The war continues, with increasingly dire consequences, because, to put it succinctly, not one of the key powers involved in it has articulated as their foremost priority the need to end the war. This leaves lonely work for the UN Special Envoy Steffan de Mistura, who is attempting to secure local truces—a strategy that notably is not (yet?) working in Aleppo, his most perilous test case for the approach. In fact, the endgame–for ISIS and other jihadi groups, western-trained rebels, the Assad regime and the far-flung networks and countries supporting the multiple armed groups inside Syria–remains military defeat. Each of the Syrian actors on the ground only receives enough aid to continue the conflict; but ratcheting up military aid to one side is likely to be matched by another. Everyone is in for this hand, and the ante keeps rising.

The consensus international position on Syria is to fuel the war.

Whether one engages with the goal of regime change for reasons of civilian protection or anti-authoritarianism, or a goal of maintaining the state in the name of respect for sovereignty and anti-terrorism, or some other form of rationalization, the effect is the same. The regime in Syria is despicable; ISIS is despicable–but there is a difference between removing the state and conceding ground to nihilist insurgents. The choice is not between friends and enemies, but the choice to de-escalate violence and shift opposition to a political (rather than military) plane, or to increase violence. And whatever the goal, it is important to ask at what point does continuing to feed the dynamic of violence become the worst option?

A February 5, 2015 report by the Independent International Commission of Inquiry on the Syrian Arab Republic, established by the Human Rights Council in 2011, while vague about which “different States” it is referring to, leaves sufficient ground for all the relevant actors pro-rebel, jihadi, and pro-regime, to feel included in unrestrained condemnation:

Critical financial and military assistance injected by different States into the conflict has fuelled the warring parties’ unwillingness to compromise as they continued to believe that they could prevail militarily. The limited efforts of the international community to restore peace and stability in the region have been jeopardized by some States’ continuous support for the parties, to the advantage of hard-liners on all sides. (para 118, page 18).

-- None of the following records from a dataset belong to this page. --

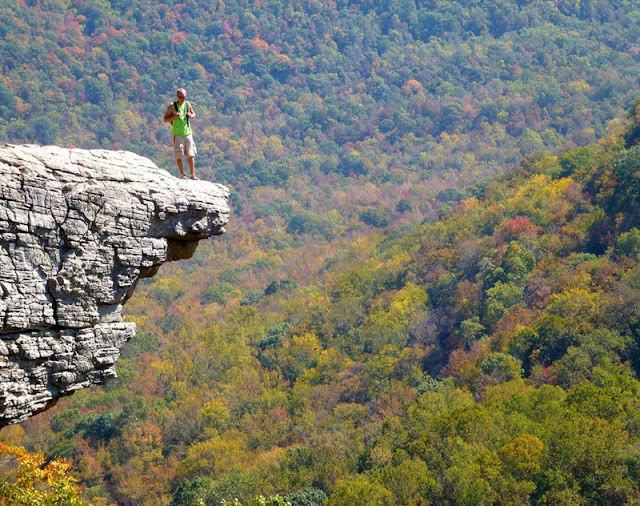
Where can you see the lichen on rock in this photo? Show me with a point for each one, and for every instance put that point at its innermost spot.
(78, 228)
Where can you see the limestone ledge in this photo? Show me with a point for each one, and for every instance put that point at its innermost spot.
(78, 228)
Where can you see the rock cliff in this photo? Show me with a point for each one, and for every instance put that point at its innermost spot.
(78, 228)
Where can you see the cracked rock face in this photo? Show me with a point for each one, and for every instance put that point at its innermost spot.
(78, 228)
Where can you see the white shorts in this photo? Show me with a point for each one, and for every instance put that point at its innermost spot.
(183, 145)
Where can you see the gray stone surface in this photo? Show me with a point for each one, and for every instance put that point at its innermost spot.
(78, 228)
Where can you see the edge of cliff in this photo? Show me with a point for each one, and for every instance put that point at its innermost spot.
(78, 228)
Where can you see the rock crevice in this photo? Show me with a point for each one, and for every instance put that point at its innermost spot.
(78, 228)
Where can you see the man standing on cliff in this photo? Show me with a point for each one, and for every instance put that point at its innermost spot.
(178, 114)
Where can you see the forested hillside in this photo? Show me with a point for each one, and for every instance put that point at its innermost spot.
(489, 357)
(388, 101)
(393, 318)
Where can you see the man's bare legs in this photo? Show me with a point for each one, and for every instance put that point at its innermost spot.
(180, 166)
(192, 167)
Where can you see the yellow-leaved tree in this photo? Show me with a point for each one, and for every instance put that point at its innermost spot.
(34, 483)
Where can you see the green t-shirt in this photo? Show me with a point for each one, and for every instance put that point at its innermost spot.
(181, 126)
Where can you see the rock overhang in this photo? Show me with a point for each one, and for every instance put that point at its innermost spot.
(78, 228)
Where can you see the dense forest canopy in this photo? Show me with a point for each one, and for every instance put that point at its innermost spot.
(310, 93)
(394, 317)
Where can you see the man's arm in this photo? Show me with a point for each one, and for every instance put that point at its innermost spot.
(170, 115)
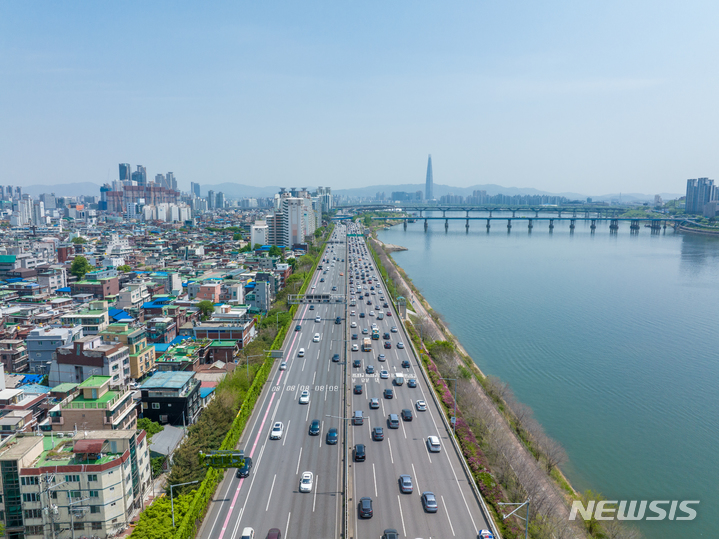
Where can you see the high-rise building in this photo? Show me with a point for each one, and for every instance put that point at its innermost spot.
(125, 172)
(700, 191)
(429, 187)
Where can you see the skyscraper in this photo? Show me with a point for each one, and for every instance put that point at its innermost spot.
(429, 188)
(125, 172)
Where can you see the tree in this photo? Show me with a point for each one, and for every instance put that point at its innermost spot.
(80, 266)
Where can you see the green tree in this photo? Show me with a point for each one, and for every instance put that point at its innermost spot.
(206, 308)
(80, 266)
(150, 427)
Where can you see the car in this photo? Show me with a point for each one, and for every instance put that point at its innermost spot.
(244, 471)
(429, 502)
(365, 507)
(433, 444)
(306, 481)
(332, 437)
(277, 430)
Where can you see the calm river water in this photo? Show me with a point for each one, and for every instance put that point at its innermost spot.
(612, 339)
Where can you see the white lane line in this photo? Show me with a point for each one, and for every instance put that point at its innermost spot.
(375, 480)
(314, 500)
(449, 519)
(287, 431)
(399, 502)
(416, 481)
(270, 496)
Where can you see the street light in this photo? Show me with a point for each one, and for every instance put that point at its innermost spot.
(172, 501)
(454, 418)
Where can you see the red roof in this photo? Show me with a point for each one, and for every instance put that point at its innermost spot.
(88, 446)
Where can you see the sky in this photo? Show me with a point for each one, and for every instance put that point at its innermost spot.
(563, 96)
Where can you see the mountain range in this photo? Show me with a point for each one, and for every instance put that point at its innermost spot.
(237, 190)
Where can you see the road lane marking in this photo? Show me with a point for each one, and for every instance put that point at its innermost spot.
(270, 496)
(314, 500)
(450, 520)
(375, 480)
(399, 502)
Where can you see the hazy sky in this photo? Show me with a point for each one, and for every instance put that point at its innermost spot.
(584, 96)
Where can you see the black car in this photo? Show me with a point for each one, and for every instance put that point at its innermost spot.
(365, 507)
(245, 470)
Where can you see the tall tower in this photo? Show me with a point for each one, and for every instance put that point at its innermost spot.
(429, 188)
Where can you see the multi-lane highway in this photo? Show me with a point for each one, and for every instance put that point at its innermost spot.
(270, 496)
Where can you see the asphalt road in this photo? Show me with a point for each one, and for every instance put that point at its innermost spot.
(270, 497)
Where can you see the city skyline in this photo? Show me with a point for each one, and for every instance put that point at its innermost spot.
(261, 94)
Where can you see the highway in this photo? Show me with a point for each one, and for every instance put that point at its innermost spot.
(270, 498)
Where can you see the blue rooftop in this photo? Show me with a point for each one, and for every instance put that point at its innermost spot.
(168, 380)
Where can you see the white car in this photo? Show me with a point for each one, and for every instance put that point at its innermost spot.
(433, 444)
(306, 482)
(276, 432)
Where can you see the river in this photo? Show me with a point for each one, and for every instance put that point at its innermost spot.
(612, 340)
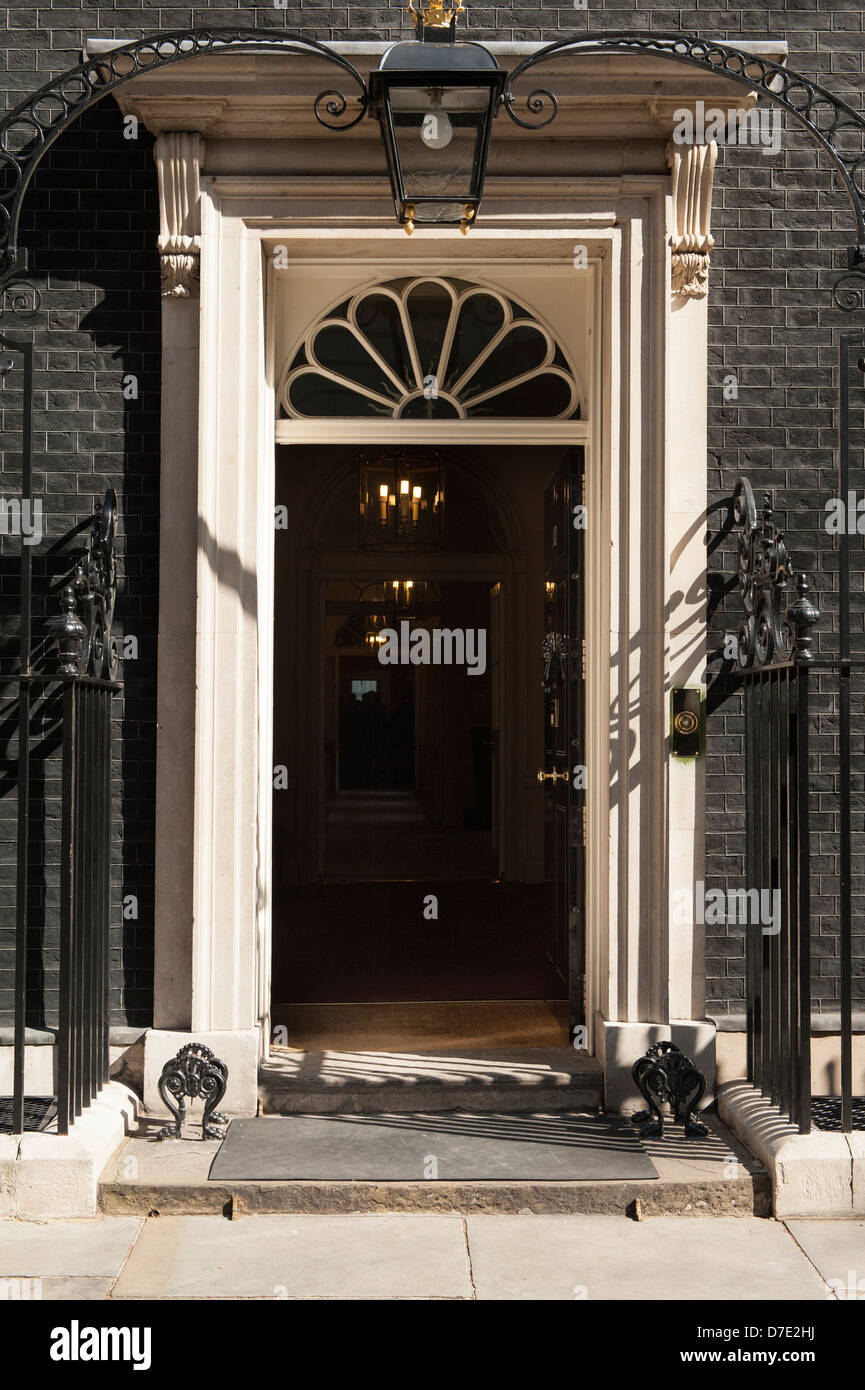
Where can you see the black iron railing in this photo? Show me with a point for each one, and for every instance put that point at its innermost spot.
(86, 656)
(778, 869)
(782, 788)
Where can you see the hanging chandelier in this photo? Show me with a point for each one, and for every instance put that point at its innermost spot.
(402, 501)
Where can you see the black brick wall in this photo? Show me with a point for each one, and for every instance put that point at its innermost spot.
(780, 225)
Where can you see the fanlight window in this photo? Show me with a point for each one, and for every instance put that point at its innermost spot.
(430, 349)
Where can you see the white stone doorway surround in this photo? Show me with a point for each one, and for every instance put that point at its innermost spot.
(643, 348)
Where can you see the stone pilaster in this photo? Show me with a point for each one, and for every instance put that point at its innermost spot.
(178, 161)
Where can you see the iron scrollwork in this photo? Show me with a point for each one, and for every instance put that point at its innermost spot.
(666, 1076)
(193, 1073)
(82, 630)
(32, 127)
(828, 120)
(775, 630)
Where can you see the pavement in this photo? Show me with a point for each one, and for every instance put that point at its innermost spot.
(433, 1257)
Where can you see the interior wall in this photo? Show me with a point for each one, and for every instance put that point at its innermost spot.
(306, 481)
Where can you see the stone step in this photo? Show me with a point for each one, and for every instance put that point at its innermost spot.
(352, 1083)
(709, 1176)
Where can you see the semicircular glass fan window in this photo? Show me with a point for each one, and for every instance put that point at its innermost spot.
(430, 349)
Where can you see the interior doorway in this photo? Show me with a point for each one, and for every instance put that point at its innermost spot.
(412, 875)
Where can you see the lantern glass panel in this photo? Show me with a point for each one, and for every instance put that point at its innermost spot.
(440, 135)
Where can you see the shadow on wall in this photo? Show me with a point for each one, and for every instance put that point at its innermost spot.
(91, 224)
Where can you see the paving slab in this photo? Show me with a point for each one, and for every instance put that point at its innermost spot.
(61, 1289)
(604, 1258)
(66, 1247)
(298, 1257)
(837, 1248)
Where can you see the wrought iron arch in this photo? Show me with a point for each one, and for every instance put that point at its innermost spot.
(50, 110)
(819, 111)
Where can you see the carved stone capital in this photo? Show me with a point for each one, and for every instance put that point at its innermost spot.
(691, 241)
(178, 164)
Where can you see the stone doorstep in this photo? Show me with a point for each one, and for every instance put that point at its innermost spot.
(812, 1175)
(171, 1179)
(45, 1176)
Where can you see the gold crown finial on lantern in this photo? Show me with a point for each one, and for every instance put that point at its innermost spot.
(435, 14)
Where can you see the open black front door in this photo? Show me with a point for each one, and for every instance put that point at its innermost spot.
(563, 772)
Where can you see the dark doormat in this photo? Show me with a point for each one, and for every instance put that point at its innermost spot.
(39, 1112)
(447, 1146)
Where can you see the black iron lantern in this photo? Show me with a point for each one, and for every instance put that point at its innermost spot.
(435, 100)
(402, 501)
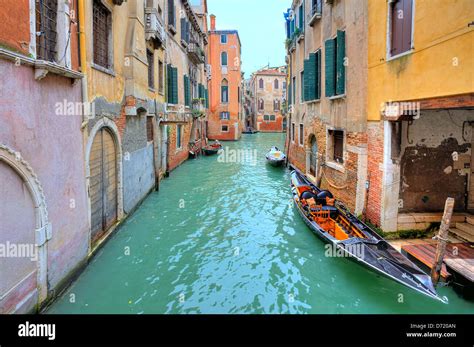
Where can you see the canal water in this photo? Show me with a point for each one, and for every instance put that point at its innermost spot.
(222, 236)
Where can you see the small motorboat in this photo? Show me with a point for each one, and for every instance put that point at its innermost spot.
(275, 157)
(331, 221)
(209, 150)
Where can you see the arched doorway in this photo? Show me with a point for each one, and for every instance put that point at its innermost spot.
(103, 183)
(24, 229)
(313, 155)
(104, 177)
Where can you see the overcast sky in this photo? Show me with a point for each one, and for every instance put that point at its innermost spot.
(261, 29)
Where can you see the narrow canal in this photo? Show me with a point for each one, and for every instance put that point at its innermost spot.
(223, 237)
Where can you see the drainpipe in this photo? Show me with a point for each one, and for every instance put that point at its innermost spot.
(85, 99)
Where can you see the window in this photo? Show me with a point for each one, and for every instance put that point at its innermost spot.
(224, 58)
(302, 86)
(151, 69)
(336, 146)
(312, 83)
(161, 73)
(276, 105)
(224, 91)
(172, 85)
(178, 136)
(149, 129)
(171, 13)
(102, 24)
(335, 54)
(301, 135)
(400, 26)
(46, 13)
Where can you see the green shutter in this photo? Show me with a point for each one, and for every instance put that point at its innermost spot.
(175, 95)
(340, 68)
(329, 48)
(318, 74)
(310, 74)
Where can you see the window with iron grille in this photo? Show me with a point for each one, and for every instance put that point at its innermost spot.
(102, 22)
(46, 39)
(151, 69)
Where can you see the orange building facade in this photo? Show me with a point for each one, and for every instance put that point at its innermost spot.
(224, 84)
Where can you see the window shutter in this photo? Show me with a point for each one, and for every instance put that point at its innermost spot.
(169, 84)
(174, 87)
(329, 48)
(341, 69)
(310, 73)
(305, 81)
(186, 90)
(318, 75)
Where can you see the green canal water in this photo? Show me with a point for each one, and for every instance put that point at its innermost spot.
(224, 237)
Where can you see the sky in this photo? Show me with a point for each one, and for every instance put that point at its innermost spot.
(261, 29)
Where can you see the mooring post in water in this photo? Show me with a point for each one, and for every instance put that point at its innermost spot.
(442, 238)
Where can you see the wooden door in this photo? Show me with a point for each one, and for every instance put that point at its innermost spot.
(103, 183)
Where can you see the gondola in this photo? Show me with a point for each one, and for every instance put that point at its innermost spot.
(275, 157)
(331, 221)
(209, 150)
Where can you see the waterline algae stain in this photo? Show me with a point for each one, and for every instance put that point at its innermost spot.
(224, 237)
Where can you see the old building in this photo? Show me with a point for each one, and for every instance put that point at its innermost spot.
(269, 92)
(225, 84)
(44, 229)
(187, 94)
(420, 112)
(327, 91)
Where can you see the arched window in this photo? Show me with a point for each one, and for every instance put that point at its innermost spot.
(224, 58)
(224, 91)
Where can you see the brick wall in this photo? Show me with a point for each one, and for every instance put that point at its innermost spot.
(375, 175)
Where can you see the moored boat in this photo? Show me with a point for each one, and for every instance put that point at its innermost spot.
(209, 150)
(333, 223)
(275, 157)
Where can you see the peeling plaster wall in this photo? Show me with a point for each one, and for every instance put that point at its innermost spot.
(427, 166)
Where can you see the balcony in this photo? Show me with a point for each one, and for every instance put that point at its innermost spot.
(154, 29)
(196, 53)
(316, 12)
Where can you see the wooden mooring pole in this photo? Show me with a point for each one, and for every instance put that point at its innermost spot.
(442, 238)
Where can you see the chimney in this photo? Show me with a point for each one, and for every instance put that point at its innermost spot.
(213, 22)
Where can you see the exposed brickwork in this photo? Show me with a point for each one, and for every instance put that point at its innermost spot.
(375, 175)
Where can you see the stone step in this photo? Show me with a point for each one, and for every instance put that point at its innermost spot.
(462, 234)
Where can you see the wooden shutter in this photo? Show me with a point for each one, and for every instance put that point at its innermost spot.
(174, 82)
(329, 48)
(318, 74)
(169, 84)
(340, 68)
(310, 74)
(306, 80)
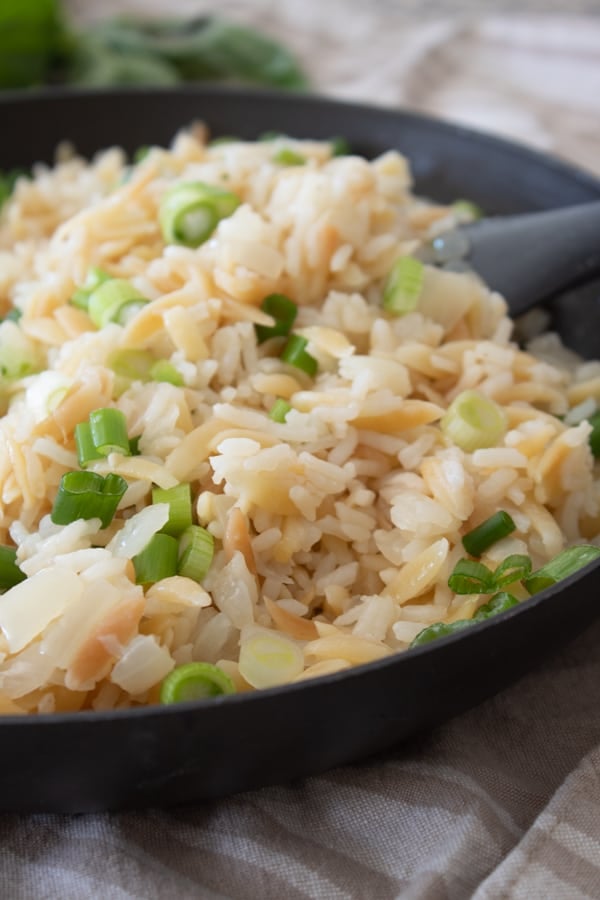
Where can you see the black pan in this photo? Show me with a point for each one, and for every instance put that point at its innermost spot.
(163, 756)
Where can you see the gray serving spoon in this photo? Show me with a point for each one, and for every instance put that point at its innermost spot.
(527, 258)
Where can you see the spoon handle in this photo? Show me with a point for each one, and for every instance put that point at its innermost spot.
(529, 258)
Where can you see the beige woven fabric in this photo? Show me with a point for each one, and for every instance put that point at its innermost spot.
(503, 802)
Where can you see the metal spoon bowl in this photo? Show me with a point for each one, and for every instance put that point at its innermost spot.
(528, 258)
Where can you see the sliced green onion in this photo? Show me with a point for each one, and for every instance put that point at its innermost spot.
(288, 157)
(500, 602)
(269, 659)
(498, 526)
(438, 630)
(179, 499)
(403, 286)
(157, 560)
(87, 495)
(108, 427)
(190, 212)
(134, 445)
(594, 438)
(195, 681)
(471, 577)
(128, 311)
(109, 301)
(566, 563)
(283, 310)
(84, 444)
(163, 370)
(196, 550)
(10, 573)
(279, 410)
(8, 181)
(295, 354)
(340, 146)
(514, 568)
(473, 421)
(132, 364)
(94, 279)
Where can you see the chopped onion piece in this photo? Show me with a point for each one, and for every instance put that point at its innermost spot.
(27, 608)
(144, 663)
(137, 531)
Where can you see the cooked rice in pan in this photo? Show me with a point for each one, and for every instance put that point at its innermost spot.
(337, 523)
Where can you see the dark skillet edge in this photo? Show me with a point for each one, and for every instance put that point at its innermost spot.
(157, 755)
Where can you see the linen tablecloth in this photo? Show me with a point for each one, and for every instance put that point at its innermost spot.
(502, 802)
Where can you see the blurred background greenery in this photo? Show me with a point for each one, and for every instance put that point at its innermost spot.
(42, 43)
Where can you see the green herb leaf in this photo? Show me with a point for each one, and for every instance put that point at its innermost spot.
(471, 577)
(566, 563)
(514, 568)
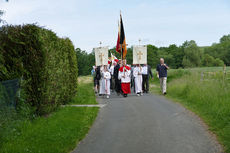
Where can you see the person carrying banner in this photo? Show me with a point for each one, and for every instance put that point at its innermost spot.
(124, 76)
(137, 73)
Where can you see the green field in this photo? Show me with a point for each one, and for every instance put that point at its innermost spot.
(205, 91)
(58, 132)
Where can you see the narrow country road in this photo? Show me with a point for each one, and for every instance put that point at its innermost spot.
(146, 124)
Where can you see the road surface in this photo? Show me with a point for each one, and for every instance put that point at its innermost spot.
(146, 124)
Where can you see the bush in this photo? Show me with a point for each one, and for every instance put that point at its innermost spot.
(47, 64)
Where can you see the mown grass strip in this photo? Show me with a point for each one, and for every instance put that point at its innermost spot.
(207, 98)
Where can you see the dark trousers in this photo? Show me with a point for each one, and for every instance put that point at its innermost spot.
(118, 85)
(145, 83)
(112, 83)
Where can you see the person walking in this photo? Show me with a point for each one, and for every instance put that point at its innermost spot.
(162, 69)
(137, 73)
(146, 74)
(116, 79)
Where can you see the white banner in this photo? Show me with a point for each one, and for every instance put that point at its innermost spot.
(139, 54)
(101, 55)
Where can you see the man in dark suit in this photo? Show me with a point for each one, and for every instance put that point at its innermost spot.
(146, 74)
(117, 81)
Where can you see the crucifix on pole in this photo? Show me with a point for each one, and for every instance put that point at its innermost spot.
(139, 41)
(101, 55)
(139, 55)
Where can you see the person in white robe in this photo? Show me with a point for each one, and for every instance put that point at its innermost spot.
(106, 76)
(102, 82)
(124, 76)
(137, 73)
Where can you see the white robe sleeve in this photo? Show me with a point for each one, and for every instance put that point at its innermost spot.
(135, 72)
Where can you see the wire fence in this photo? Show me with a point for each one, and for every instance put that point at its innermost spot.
(9, 90)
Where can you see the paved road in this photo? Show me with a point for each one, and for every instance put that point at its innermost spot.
(147, 124)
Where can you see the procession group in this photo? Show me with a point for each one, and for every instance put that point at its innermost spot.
(119, 77)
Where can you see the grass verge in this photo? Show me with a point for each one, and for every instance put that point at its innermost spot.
(209, 98)
(59, 132)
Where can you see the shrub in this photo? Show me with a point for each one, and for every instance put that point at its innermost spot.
(47, 64)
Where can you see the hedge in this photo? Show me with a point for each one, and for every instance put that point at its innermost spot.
(46, 63)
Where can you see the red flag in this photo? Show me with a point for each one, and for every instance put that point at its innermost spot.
(118, 47)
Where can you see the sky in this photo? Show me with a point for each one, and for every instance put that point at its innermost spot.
(156, 22)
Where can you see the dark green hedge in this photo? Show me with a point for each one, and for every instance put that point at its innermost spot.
(47, 64)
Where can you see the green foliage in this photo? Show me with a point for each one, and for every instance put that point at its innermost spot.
(192, 54)
(85, 61)
(47, 64)
(208, 97)
(188, 55)
(60, 131)
(85, 96)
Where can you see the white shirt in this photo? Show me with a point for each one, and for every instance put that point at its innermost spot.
(124, 76)
(145, 70)
(111, 69)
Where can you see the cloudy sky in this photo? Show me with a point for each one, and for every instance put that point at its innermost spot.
(157, 22)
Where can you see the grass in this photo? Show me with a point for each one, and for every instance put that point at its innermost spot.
(207, 96)
(59, 132)
(86, 93)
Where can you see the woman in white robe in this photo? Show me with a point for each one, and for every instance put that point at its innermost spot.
(137, 73)
(105, 82)
(102, 82)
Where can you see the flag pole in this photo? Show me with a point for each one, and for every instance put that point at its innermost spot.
(121, 45)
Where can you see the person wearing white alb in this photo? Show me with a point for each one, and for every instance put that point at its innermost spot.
(137, 73)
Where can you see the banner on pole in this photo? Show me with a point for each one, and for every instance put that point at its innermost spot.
(139, 54)
(101, 56)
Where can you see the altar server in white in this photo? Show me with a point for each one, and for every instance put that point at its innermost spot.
(137, 73)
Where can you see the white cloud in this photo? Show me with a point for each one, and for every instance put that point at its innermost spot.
(159, 22)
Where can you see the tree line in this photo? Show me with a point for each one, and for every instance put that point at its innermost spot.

What is more, regardless whether the regime remains in power or is defeated by rebels, the Syrian state that emerges from this conflict will be wounded, divided and highly contested. In short, should the war end through military defeat, it will likely require just as much negotiation as a mediated ending and the stability of the country will be just as, if not more, fragile for years to come. John Kerry seemed to acknowledge this fact a few days ago, only to beat a hasty retreat when faced with criticism. The war will end, they always do, and I am willing to bet this one will end through negotiation. But for now it continues, rendering all the work of bringing the parties together, which will in any case be necessary, more difficult and inflicting ever-greater pain on the population.